Intervention de Christian de Tinguy

Réunion du vendredi 5 novembre 2021 à 9h30
Mission d'information sur la résilience nationale

Christian de Tinguy, président de l'Union nationale des industries de la manutention dans les ports français (UNIM) :

L'UNIM est la fédération de branche de la manutention portuaire, aussi bien en métropole qu'en outre-mer. Nous représentons la partie privée et M. Chalus représente les autorités portuaires. Nous gérons conjointement la convention collective nationale unifiée des ports et docks qui concerne les dockers et le personnel des établissements publics portuaires. Cette mission sociale n'est qu'une partie des missions de l'UNIM. L'autre mission consiste à défendre notre profession. En effet, la manutention portuaire n'est pas une mission de service public. Ce statut a été tranché au niveau européen il y a plus de trente ans, nous sommes dans un marché concurrentiel Notre concurrence se joue en Europe, voire avec d'autres pays non européens de la Méditerranée, et nous devons veiller à disposer des mêmes armes que nos concurrents pour exercer notre profession de la manière la plus efficace et la plus productive possible.

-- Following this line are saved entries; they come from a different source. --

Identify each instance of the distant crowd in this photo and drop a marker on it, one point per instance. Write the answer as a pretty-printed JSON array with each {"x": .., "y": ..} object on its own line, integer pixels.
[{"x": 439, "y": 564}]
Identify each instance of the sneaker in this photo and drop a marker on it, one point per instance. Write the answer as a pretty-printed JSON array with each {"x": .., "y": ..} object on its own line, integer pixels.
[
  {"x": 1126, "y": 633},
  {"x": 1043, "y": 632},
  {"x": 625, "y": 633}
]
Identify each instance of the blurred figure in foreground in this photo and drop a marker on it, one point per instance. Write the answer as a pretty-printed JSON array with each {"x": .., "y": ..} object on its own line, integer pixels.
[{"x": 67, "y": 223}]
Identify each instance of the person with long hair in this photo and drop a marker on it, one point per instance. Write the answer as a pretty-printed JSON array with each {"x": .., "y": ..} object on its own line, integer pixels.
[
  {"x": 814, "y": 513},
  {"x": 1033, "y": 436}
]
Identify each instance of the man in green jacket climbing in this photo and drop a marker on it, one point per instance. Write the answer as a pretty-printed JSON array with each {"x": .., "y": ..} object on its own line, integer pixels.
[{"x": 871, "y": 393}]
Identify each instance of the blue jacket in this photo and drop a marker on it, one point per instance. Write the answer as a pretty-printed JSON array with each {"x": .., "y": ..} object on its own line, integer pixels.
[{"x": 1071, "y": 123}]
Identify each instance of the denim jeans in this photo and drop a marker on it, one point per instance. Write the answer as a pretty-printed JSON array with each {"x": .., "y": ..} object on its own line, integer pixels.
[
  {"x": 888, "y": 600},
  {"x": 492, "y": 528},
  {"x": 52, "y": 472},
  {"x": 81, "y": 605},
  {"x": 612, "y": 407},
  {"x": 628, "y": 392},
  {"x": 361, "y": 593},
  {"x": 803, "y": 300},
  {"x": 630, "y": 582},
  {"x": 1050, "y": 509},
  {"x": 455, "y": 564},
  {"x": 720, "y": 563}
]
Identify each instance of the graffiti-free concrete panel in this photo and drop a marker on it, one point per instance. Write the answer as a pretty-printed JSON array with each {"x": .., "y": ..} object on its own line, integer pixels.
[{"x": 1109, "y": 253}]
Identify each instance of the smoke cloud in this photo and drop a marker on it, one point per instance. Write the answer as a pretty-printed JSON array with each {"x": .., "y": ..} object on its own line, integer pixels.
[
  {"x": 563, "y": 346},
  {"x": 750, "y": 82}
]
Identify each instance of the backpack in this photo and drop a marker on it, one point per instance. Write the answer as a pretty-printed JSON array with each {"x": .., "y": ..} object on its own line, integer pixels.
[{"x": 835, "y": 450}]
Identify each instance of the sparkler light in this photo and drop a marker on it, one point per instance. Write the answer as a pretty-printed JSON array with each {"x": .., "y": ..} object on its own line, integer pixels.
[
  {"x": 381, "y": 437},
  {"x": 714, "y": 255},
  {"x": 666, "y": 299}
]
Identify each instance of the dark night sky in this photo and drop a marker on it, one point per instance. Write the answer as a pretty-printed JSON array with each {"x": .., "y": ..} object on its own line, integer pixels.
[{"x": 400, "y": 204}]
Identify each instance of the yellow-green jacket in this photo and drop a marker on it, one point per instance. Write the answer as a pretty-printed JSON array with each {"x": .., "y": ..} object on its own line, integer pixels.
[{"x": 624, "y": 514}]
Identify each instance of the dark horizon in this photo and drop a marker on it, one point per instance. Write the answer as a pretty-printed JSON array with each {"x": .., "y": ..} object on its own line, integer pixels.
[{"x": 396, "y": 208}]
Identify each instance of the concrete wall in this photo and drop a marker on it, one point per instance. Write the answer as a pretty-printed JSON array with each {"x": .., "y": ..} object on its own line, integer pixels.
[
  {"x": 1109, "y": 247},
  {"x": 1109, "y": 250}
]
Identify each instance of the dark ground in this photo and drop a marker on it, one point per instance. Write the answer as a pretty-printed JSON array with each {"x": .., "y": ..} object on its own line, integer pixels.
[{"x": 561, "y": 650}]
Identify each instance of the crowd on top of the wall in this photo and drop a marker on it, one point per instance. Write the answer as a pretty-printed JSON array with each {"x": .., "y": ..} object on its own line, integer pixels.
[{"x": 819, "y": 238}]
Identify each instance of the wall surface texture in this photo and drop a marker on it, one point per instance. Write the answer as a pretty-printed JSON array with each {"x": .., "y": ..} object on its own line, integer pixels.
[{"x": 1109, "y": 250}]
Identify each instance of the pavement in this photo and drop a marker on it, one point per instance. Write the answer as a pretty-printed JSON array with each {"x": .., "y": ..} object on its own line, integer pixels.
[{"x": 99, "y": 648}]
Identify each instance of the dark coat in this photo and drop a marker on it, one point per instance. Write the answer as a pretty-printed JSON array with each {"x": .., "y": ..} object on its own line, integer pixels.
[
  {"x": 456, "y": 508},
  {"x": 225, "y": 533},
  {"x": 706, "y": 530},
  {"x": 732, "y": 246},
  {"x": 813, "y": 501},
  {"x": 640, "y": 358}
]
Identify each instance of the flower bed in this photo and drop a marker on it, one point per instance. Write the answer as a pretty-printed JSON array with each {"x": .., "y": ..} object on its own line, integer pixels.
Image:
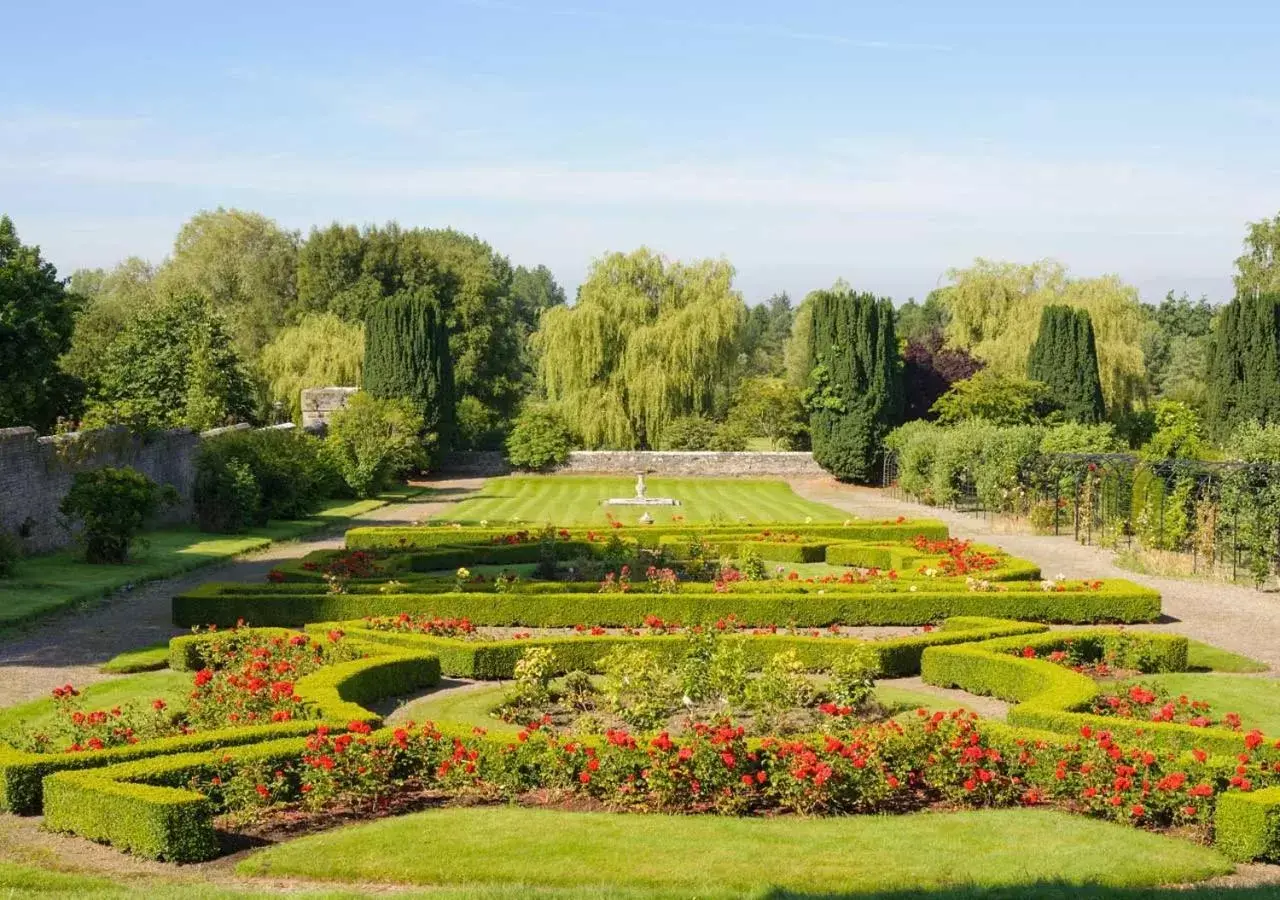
[
  {"x": 164, "y": 808},
  {"x": 332, "y": 693}
]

Nous vous remercions de nous avoir sollicités pour intervenir au sujet de la résilience, car nous pensons qu'il est indispensable de conserver une souveraineté, au moins au niveau européen sinon au niveau français, pour nos ports. Nous faisons partie de la fédération européenne des opérateurs portuaires, la Feport. Il faut absolument conserver un tissu portuaire français, même indépendamment de l'Europe. Nous avions déjà agi dans ce sens et les événements de 2020 ont prouvé que nous avions raison. Lorsque le confinement bloquait tout, que faisions-nous de nos dockers qui devaient rester chez eux ? Fin 2019 et début 2020, nous avons traversé des semaines difficiles dans le cadre de la réforme des retraites où, étonnamment, les dockers avaient suivi le mouvement de la Confédération générale du travail (CGT) alors qu'ils sont généralement plus corporatistes que politiques. Ils ont, avec les agents des ports, fortement suivi les mouvements, provoquant une baisse de trafic considérable – jusqu'à - 35 % pour les conteneurs et - 80 % pour les véhicules – au début de 2020. Lors du confinement, en l'espace de quarante-huit heures, nous avons mis en place – avec le cabinet du ministère des transports et la collaboration totale de la Fédération nationale des ports et docks (FNPD)-CGT – des règles de bonne conduite afin que les dockers puissent continuer à travailler et que le trafic maritime ne s'arrête pas. Il s'agissait de maintenir uniquement les trafics essentiels et un blocage pur et simple n'était pas acceptable. Les ports ne se sont donc pas arrêtés en 2020 et, au contraire, sont repartis de plus belle. Cependant, ils ont traité le trafic restant qui était malheureusement très pauvre, surtout dans le domaine du conteneur et du roulier.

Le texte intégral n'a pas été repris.